Reconciliation and Social Justice Library
Constitutional reform involving Indigenous peoples can take three main forms:
1. the amendment of the national Constitution which came into force in 1901 (or creation of a parallel document or process of reconciliation);
2. change in the general structures of Australian political life of which the national Constitution remains the summit, but which can include re-organisation of responsibilities and relations among governments whether by Constitutional amendment, other laws, or other politico-administrative arrangements; and
3. the creation of local `constitutions' providing for the powers and procedures whereby Indigenous communities or regions manage their own affairs to a greater or lesser degree.
These three processes are by no means mutually exclusive. In Canada during the 1980s all three were pursued simultaneously.
In the first case, a major national debate would inevitably occur. Many of the most controversial items in that debate will apply to any movement for constitutional rights -- rights of the disabled, of women, of prisoners, of refugees and migrants, of ethnic minorities, et al. Constitutional change has been difficult to achieve in the past. However, one could well imagine a contemporary `first world' country with a very well informed and aroused public supporting and respecting these rights. The failure of the 1988 Canadian constitutional referendum questions was hardly a good example, the Yes position being too lightly defended during the campaign, left to ever wilder attack and misrepresentation, and opposed by the Opposition in Parliament. 5
Whether or not a national process takes place or succeeds, the second and third types of constitutional reform listed above may bear more fruit. Reforms here will be less dependent on a general spirit of constitutional reform and more on current needs.
For this reason, I would encourage the Federal Government to guard against taking an exclusive view of constitutional reform and focussing on nothing but the document itself. It should also explore those constitutional questions which may not directly or immediately involve the national constitution but which are no less fundamental to the constitutional place of indigenous peoples in Australia. In these I would include the future of Northern Territory Aboriginal peoples and lands, particularly in respect of the NT government's campaign for statehood; the future of the Torres Strait; service delivery issues between Federal, State and Territory and local governments, recognition and management of indigenous marine rights, and provision for comprehensive or multifunctional regional agreements.
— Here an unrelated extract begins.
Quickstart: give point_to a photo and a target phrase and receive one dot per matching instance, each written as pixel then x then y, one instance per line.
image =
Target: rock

In all cases, if Indigenous peoples are to feel included in Australia's 2001 centenary, we must have some structures or processes established to facilitate specific reforms. Torres Strait Islanders have been seeking a commitment to such a process for their region.
In establishing a process whereby Indigenous Australians could participate in the process of constitutional reform, the Commonwealth would do well to look both to the Canadian example where the Federal Government provided specific funds for indigenous organisations to participate in the debate, and to the United Nations Working Group on Indigenous Populations and the `Voluntary Fund for Indigenous Populations'.
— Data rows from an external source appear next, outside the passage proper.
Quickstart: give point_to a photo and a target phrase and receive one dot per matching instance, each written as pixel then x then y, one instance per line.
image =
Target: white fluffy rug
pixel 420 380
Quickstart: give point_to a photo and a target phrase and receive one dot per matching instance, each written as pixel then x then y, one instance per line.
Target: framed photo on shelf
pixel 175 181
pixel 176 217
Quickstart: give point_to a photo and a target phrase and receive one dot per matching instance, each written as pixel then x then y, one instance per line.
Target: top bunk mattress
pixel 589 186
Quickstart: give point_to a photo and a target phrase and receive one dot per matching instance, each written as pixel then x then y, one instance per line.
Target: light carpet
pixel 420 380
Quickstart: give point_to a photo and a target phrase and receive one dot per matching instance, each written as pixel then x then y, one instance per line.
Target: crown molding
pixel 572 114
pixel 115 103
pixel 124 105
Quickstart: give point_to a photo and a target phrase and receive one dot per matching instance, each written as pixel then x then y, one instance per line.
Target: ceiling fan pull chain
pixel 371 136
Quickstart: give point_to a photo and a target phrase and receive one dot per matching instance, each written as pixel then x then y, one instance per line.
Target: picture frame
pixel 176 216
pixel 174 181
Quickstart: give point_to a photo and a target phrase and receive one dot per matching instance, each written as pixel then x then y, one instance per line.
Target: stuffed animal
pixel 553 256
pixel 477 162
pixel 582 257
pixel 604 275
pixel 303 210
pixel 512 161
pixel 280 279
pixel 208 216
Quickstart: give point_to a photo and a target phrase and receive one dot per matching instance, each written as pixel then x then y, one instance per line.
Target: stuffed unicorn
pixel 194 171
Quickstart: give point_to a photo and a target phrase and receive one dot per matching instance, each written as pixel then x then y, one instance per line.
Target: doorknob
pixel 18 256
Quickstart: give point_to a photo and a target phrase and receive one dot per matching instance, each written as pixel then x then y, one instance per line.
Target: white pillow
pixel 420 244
The background to the UN Working Group in fact mirrors the very situation we are talking about. At its first meeting in 1982 the Working Group adopted rules of procedure which permitted any interested party, including Indigenous people, to attend its meetings and put submissions. In addition, in recognition of the financial impediments which would prevent many Indigenous groups from attending meetings and the desirability of broad representation, in 1985 the UN General Assembly created a `Voluntary Fund for Indigenous Populations' which Indigenous peoples and organisations can access to send representatives to the meetings of the Working Group.